The earliest extant manuscripts of Matthew’s Gospel are in Greek and have gone through various levels of translation, none of which used the oldest greek texts. In 1979 Richmond Lattimore, a noted Greek scholar translated the Gospels using ancient Greek texts. This is my favorite translation of the Gospels, and one that I consider most authoritative. In Lattimore’s translation of Matthew 5:7-19 he does not use the word “fulfill” but rather “complete”. This word gives a better understanding of how Jesus saw himself vis-a-vis The Law.

So, what did Jesus mean when he said he came to “complete the Law”? It is my opinion that he saw himself as the completion of the Law in that he was the first, and therefore the archetype, to live up to what was expected of humans from God in terms of the original Covenant. This also explains why Jesus so often referred to himself as “Son of Man”. The Hebrew word for man is adama, from which we obviously Adam. Adam was the first man and he broke faith with god by eaten the forbidden fruit. For this Adam and Eve were expelled from Eden and humans were condemned to die.

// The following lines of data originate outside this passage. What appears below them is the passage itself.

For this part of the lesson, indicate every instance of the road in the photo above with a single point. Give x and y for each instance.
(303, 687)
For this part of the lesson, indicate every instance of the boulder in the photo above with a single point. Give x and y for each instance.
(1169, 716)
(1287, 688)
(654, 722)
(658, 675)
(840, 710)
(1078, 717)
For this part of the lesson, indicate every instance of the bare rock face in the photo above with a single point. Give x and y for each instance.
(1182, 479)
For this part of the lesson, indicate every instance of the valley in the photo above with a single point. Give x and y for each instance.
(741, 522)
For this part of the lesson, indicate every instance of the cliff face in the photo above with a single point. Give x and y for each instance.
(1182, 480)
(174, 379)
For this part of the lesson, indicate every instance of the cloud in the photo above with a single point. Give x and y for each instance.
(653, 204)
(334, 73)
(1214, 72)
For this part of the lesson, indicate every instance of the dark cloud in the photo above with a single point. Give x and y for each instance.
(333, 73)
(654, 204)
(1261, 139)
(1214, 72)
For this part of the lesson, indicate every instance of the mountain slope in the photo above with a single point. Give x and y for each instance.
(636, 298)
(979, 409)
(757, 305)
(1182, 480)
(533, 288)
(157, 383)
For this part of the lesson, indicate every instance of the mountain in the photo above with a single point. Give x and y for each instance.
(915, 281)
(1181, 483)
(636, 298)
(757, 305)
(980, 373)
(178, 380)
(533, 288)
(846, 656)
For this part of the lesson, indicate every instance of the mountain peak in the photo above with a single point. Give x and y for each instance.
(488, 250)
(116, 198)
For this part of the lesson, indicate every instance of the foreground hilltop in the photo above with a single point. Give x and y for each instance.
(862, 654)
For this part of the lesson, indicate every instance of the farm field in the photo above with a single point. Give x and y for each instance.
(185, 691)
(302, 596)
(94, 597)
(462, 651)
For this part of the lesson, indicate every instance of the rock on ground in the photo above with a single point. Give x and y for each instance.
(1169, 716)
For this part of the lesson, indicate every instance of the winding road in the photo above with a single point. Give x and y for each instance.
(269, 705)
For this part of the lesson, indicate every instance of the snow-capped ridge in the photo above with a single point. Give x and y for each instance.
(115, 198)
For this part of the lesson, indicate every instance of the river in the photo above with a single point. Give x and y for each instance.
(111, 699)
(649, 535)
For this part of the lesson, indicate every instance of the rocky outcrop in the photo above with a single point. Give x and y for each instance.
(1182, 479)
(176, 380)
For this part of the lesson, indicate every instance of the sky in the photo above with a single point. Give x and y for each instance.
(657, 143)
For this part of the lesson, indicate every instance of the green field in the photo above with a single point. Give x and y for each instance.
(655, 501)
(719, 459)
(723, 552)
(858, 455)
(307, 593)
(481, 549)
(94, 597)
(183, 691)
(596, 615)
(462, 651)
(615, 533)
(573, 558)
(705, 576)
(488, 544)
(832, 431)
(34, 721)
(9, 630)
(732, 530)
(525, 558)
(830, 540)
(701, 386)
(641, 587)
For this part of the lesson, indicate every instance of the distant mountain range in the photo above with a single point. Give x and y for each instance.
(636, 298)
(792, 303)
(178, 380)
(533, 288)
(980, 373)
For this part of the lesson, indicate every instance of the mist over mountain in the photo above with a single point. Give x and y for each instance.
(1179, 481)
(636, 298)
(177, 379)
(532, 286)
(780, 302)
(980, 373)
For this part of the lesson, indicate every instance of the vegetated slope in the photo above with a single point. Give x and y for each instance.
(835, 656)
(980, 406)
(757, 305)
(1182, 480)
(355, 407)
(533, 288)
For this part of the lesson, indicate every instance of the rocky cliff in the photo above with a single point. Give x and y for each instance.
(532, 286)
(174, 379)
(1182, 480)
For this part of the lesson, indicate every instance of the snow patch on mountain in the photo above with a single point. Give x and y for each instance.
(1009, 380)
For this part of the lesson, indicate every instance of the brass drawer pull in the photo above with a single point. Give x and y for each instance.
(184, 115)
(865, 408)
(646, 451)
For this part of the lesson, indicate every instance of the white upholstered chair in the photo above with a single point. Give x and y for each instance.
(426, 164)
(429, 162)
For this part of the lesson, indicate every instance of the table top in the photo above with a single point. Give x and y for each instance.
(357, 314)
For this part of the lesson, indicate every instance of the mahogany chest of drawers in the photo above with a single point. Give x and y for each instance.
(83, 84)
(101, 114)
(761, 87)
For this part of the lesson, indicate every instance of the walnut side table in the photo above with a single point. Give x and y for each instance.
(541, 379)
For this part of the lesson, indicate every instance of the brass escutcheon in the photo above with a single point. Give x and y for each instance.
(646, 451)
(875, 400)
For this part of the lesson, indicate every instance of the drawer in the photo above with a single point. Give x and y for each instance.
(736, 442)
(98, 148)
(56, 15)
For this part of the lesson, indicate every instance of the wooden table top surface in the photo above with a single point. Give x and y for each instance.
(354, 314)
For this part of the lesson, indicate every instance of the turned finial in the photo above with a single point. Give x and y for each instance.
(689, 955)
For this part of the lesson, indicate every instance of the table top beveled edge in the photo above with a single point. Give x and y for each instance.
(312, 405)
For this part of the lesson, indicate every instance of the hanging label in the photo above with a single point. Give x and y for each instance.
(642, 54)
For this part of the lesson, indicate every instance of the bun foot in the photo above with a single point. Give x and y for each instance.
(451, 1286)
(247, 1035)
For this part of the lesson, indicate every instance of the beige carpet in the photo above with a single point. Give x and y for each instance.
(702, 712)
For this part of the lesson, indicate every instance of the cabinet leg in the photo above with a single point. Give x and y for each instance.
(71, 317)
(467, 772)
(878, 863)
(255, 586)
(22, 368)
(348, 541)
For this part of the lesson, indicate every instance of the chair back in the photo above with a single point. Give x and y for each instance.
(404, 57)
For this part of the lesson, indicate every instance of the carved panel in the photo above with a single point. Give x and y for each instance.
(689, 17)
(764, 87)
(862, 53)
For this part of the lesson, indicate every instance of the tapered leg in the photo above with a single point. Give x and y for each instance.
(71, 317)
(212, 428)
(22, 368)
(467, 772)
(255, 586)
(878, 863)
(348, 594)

Ancient Judaism does not really have any real concept of an afterlife. People just die and that’s the end. Because Jesus completes the Covenant that removes the taint of original sin and those who follow Jesus’ example are, like Jesus, granted life everlasting. One of the great heresies of Christianity, which we will discuss in detail elsewhere, is that Jesus was born “without sin” (Immaculate Conception). To foreshadow a bit more, I believe Jesus no more divine then any other human. His message was to reawaken our own understanding of humanity’s relationship to the Divine.